Lancelot, the secure federated learning system

Lancelot, the secure federated learning system

Lancelot, the secure federated learning system

Redazione RHC:20 October 2025 08:18

A team of researchers in Hong Kong has released a system called Lancelot, which represents the first practical implementation of federated learning while also being protected from data tampering attacks and confidentiality breaches.

Federated learning allows multiple participants (clients) to jointly train a model without revealing the source data. This approach is particularly important in medicine and finance, where personal information is strictly regulated.

However, these systems are vulnerable to data poisoning : an attacker can upload fake updates and distort the results . Federated learning methods have partially solved this problem by discarding suspicious updates, but they have not protected against the possible recovery of encrypted data from the neural network’s memory.

The team decided to combine cryptographic security and attack resistance. Lancelot uses fully homomorphic encryption to ensure that all local model updates remain end-to-end encrypted.
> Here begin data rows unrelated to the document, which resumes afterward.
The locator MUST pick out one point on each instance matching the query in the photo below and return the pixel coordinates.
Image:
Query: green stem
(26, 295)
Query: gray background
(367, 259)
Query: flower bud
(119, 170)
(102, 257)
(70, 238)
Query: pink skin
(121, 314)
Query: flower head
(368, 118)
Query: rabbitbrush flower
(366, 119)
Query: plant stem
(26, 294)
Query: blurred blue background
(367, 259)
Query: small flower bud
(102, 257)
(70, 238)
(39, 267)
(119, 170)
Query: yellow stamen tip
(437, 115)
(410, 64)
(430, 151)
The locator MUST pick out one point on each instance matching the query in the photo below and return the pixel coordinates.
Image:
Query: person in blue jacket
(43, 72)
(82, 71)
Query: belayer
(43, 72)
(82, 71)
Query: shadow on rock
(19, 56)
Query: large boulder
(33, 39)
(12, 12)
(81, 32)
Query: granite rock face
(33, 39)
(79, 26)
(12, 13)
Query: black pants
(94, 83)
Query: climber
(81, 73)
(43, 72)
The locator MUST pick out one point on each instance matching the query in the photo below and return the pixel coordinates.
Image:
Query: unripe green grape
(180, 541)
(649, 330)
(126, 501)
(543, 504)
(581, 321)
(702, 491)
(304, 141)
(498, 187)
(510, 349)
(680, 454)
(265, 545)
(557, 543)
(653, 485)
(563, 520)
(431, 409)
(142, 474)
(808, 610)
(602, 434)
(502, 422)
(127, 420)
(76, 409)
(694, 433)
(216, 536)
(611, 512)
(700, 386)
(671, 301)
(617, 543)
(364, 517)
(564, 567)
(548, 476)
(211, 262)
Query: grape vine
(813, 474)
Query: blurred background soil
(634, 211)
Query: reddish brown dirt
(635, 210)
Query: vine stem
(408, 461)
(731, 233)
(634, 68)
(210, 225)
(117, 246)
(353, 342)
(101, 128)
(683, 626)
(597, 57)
The system also selects trusted client updates without revealing who is trusted. This is achieved using a special “masked sorting” mechanism : a trusted key center receives the encrypted data, sorts the clients by trust level, and returns only an encrypted list to the server, obscuring the training participants. This way, the server aggregates only verified data without revealing its origin.

To speed up the calculations, the developers implemented two optimization techniques. Lazy relinearization postpones costly cryptographic steps until the final stage, reducing the CPU load. Dynamic hoisting groups repetitive operations and executes them in parallel, even on GPUs, significantly reducing overall training time.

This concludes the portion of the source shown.